Proceedings of the National Academy of Sciences of the United States of America | 2009
Jörg Degenhardt; Ivan Hiltpold; Tobias G. Köllner; Monika Frey; Alfons Gierl; Jonathan Gershenzon; Bruce E. Hibbard; Mark R. Ellersieck; Ted C. J. Turlings
When attacked by herbivorous insects, plants emit volatile compounds that attract natural enemies of the insects. It has been proposed that these volatile signals can be manipulated to improve crop protection. Here, we demonstrate the full potential of this strategy by restoring the emission of a specific belowground signal emitted by insect-damaged maize roots.
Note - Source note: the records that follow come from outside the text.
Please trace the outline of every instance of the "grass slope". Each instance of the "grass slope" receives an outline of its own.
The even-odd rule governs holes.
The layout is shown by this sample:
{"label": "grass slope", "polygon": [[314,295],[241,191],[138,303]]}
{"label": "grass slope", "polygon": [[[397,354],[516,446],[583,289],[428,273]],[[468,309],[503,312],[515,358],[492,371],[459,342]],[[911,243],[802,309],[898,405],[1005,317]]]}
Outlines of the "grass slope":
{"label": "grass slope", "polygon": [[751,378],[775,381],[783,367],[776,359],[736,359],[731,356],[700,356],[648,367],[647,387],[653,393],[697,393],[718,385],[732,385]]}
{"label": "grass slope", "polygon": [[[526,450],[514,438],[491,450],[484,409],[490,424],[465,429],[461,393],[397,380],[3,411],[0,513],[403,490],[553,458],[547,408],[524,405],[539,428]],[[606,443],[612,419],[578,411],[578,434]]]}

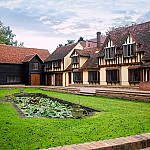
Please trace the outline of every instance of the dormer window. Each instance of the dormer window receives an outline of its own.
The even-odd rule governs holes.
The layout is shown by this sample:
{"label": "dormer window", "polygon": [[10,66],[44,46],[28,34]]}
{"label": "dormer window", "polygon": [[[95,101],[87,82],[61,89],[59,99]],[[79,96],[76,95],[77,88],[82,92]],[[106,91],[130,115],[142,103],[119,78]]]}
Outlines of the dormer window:
{"label": "dormer window", "polygon": [[46,69],[52,69],[52,62],[46,62],[45,63],[45,68]]}
{"label": "dormer window", "polygon": [[136,44],[132,39],[131,35],[128,35],[128,37],[125,40],[125,43],[123,44],[123,55],[124,57],[131,57],[135,55],[135,51]]}
{"label": "dormer window", "polygon": [[106,59],[113,59],[115,57],[115,47],[105,48]]}
{"label": "dormer window", "polygon": [[54,61],[53,68],[61,68],[61,61]]}
{"label": "dormer window", "polygon": [[135,55],[136,45],[134,44],[124,44],[123,45],[123,54],[124,57],[131,57]]}
{"label": "dormer window", "polygon": [[33,70],[38,70],[39,69],[39,64],[37,62],[32,63],[32,69]]}
{"label": "dormer window", "polygon": [[78,57],[74,56],[72,57],[72,64],[77,64],[78,63]]}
The western corn rootworm induces the roots of many maize varieties to emit (E)-β-caryophyllene, which attracts entomopathogenic nematodes that infect and kill the voracious root pest. However, most North American maize varieties have lost the ability to emit (E)-β-caryophyllene and may therefore receive little protection from the nematodes. To restore the signal, a nonemitting maize line was transformed with a (E)-β-caryophyllene synthase gene from oregano, resulting in constitutive emissions of this sesquiterpene. In rootworm-infested field plots in which nematodes were released, the (E)-β-caryophyllene-emitting plants suffered significantly less root damage and had 60% fewer adult beetles emerge than untransformed, nonemitting lines. This demonstration that plant volatile emissions can be manipulated to enhance the effectiveness of biological control agents opens the way for novel and ecologically sound strategies to fight a variety of insect pests.